Funds are seeking projects with the right retail mix, size and strategy but are meeting instead with developers with unrealistic growth plans, dubious title deeds and unknown retailers with unhealthy balance sheets.
“It is a scary situation at the moment. One has to be very careful if it comes to shopping malls,” says Alex Hayim, director at privately-run REIT Property Management, which is yet to invest in a mall despite being in India for over two years.
While India’s organised retail -- just 3% of the total industry now -- is expected to grow 40% a year to $22 billion by 2010, developers have set ambitious targets to add retail space in malls, dwarfing plans in other Asian cities.
While 103 malls are planned in Delhi and surrounding areas by 2009, Shanghai and Beijing will together see 56 malls coming up, estimates by property consultancy Cushman & Wakefield indicate.
“Picking up the right opportunity becomes a big question mark,” said Rajneesh Mahajan, national head-retail, Cushman & Wakefield. “It’s about the developer’s ability to construct and then run those operations efficiently.”
Wanted: Mall makeover
Real estate funds, hoping for a larger play in India’s market after restrictions were placed on bank funding on projects, see value in townships, commercial and residential projects, but are frustrated by the many start-up problems that plague the sector.
Malls come with new challenges, inheriting typical real estate problems -- lack of transparency, restrictive regulations and valuation differentials -- and retail’s teething problems.
Curbs on foreign retailers’ entry has also hurt projects.
“There are not enough international retailers that these funds recognize,” said Anuj Puri, country head, Jones Lang Lasalle Meghraj. “Among Indian retailers, the bigger ones still have healthy balance sheets, but smaller ones don’t.”
Lack of parking, inferior surroundings and poor construction quality characterise Indian malls. Over 90 percent of current and planned shopping malls fall below international standards on specification and design, said a Jones Lang Lasalle report.
Funds are also questioning the way these malls are managed.
“Today, there aren’t enough highly professional mall management companies as overseas. As a result, they wonder who will do promotions and get in additional footfalls,” said Puri, adding proven track records help investment decisions.

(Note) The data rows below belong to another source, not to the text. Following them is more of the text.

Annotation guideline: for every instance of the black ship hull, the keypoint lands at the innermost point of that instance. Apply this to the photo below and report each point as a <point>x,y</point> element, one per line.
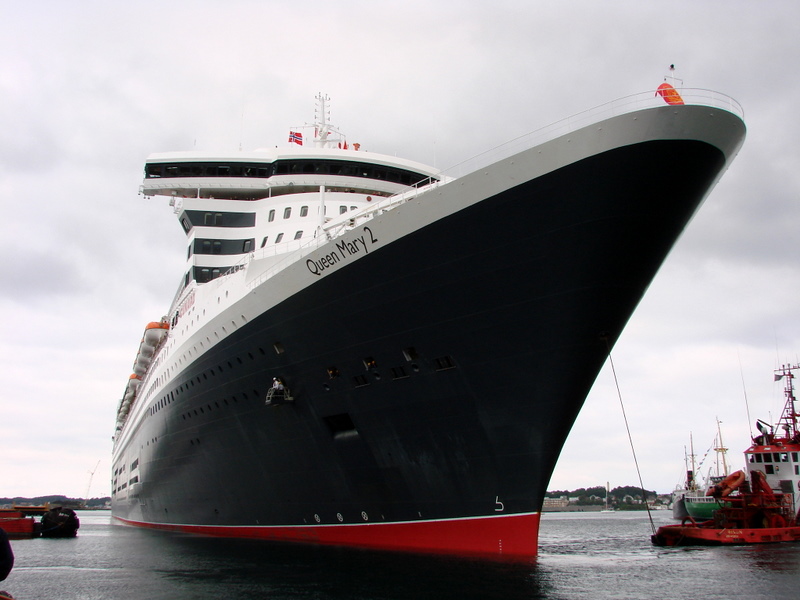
<point>433,381</point>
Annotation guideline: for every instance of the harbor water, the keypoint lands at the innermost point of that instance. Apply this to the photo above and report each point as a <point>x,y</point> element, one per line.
<point>582,555</point>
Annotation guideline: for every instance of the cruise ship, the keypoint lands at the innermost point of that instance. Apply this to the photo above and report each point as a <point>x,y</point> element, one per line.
<point>370,352</point>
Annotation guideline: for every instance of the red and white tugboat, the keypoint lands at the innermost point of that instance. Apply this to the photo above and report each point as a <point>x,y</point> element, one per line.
<point>763,509</point>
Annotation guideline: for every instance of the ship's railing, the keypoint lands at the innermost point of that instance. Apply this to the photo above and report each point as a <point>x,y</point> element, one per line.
<point>621,106</point>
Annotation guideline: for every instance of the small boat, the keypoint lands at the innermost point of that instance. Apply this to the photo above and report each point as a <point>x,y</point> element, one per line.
<point>16,524</point>
<point>755,516</point>
<point>763,509</point>
<point>60,522</point>
<point>701,503</point>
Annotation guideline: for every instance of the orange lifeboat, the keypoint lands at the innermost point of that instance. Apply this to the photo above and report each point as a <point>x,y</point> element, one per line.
<point>727,485</point>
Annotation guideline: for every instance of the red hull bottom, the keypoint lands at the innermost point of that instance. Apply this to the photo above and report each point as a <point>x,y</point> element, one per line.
<point>511,538</point>
<point>691,535</point>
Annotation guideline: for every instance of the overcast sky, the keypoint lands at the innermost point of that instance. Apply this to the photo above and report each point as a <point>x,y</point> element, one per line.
<point>89,89</point>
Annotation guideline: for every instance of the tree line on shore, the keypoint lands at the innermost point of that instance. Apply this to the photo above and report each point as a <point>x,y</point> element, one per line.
<point>56,500</point>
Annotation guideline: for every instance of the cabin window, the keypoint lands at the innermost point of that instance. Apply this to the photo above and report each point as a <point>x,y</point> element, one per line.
<point>229,219</point>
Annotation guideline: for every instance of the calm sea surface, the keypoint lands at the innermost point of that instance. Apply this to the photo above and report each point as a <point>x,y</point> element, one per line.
<point>582,555</point>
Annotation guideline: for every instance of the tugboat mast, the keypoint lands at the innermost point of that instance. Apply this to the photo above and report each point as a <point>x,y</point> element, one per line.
<point>788,420</point>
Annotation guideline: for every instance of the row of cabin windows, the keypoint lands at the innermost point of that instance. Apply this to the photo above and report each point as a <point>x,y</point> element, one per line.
<point>279,238</point>
<point>285,167</point>
<point>192,218</point>
<point>224,247</point>
<point>287,212</point>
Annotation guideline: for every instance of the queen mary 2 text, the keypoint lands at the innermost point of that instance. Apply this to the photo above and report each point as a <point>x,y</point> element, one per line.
<point>344,250</point>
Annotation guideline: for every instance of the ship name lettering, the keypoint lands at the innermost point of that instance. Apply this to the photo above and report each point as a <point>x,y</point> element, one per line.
<point>344,249</point>
<point>326,262</point>
<point>349,248</point>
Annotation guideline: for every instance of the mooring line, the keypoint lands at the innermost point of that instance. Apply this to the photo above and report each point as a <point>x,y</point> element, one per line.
<point>630,438</point>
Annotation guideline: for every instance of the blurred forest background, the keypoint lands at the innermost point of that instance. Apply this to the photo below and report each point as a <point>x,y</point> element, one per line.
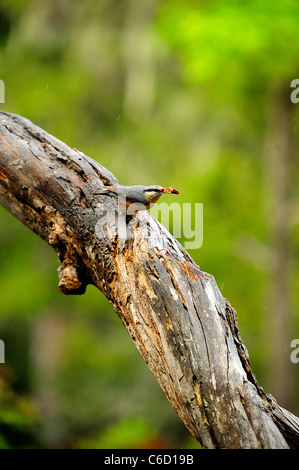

Funds are also not keen on developers who sell out space for a quick return instead of adopting the leasing-out model used internationally.
Value still secure
Property executives believe the real problem lies in the lack of understanding and co-ordination between investors and mall developers. The solution is to combine technical expertise of specialists with the developers’ local knowledge, they say.
There is real value in mall projects, says Ramesh Jogani, managing director at IndiaReit Fund Advisors, which has invested in a mall, but only as part of a township project.
“A mall could double its value in 4-5 years. Apart from lease rentals, you can sell out to a strategic investor at a later date, when there is a surge in value,” he said.
“If the tenant profile is strong, location is good, footfall is good, everyone makes money,” says REIT Property’s Hayim. “It’s an asset which can go up in value, there’s no doubt about that.”